Abstract: An experimental study was conducted on shaking table tests of 1/4-scale back-to-back reinforced soil walls with full-height rigid facing. The reduced-scale model was designed according to the similitude relationships and excited using a series of sinusoidal input motions with increasing acceleration, to investigate the dynamic response of back-to-back reinforced soil walls with full-height rigid facing. The results indicate that the acceleration amplification factors on reinforced soil zone and retained soil zone increase significantly with increasing elevation and reach the maximum at the top of the wall. The maximum acceleration amplification factors under input motions with increasing acceleration amplitude can be divided into three stages, including stable stage, rising stage, and attenuation stage. The incremental maximum dynamic and residual facing displacements increase in a linear manner with elevation. For the input motion smaller than the critical acceleration, facing displacements are smaller, while facing displacements increase rapidly for the input motion exceeding the critical acceleration.

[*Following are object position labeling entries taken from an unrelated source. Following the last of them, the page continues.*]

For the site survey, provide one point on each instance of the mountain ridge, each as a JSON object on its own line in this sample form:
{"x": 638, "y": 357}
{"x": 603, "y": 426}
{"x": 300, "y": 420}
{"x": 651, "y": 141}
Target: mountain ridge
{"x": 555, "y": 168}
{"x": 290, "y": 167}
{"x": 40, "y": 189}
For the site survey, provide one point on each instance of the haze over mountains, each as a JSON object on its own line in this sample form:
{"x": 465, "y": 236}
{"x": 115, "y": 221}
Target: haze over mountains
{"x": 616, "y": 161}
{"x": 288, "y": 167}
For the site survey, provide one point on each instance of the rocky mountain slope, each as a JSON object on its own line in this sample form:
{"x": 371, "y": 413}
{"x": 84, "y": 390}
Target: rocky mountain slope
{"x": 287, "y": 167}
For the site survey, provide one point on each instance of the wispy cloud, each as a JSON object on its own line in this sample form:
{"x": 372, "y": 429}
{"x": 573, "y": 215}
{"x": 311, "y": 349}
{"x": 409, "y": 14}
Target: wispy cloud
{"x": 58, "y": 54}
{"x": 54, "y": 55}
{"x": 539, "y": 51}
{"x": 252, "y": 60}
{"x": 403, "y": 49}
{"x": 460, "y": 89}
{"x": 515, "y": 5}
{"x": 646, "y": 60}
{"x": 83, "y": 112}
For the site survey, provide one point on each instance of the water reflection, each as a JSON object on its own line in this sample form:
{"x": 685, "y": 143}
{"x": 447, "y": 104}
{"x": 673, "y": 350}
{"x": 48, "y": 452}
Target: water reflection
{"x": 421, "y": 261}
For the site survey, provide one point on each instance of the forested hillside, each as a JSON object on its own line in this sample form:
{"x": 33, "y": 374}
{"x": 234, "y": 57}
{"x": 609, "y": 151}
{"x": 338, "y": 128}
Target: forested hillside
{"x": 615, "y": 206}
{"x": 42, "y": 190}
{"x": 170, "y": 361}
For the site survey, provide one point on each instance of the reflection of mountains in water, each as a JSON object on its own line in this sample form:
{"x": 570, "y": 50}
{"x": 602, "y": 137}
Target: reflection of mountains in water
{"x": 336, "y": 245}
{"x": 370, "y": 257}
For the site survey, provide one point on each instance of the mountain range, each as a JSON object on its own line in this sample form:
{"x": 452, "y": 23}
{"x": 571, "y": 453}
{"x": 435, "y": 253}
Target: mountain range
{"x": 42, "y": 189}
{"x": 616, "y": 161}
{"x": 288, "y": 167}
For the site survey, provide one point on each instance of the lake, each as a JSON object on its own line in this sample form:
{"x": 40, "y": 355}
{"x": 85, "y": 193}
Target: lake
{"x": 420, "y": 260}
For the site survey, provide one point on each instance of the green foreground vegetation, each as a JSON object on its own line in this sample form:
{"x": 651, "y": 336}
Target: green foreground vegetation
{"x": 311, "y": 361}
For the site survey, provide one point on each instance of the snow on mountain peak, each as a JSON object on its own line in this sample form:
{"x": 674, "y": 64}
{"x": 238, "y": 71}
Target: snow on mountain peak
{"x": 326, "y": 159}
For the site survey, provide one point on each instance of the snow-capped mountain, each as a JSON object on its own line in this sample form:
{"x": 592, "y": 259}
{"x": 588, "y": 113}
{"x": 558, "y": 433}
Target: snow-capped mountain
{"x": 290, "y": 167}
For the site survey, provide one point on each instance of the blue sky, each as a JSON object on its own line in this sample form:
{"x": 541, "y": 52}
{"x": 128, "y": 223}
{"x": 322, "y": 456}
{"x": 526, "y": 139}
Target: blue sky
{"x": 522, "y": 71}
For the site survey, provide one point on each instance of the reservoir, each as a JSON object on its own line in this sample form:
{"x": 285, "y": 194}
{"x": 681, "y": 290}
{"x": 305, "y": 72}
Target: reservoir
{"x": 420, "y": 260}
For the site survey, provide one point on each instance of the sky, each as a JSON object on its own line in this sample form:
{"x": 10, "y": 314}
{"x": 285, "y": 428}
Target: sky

In addition, the critical acceleration has an important influence on the deformation modes for back-to-back reinforced soil walls with full-height rigid facing. The incremental reinforcement tensile strains increase significantly with increasing input acceleration, and the incremental maximum strain in each reinforcement layer generally occurred near the connection in the lower layers and moved further inward along the height direction in the upper layers.

Key words: geosynthetic, reinforced soil walls, full-height rigid facing, shaking table test, dynamic response.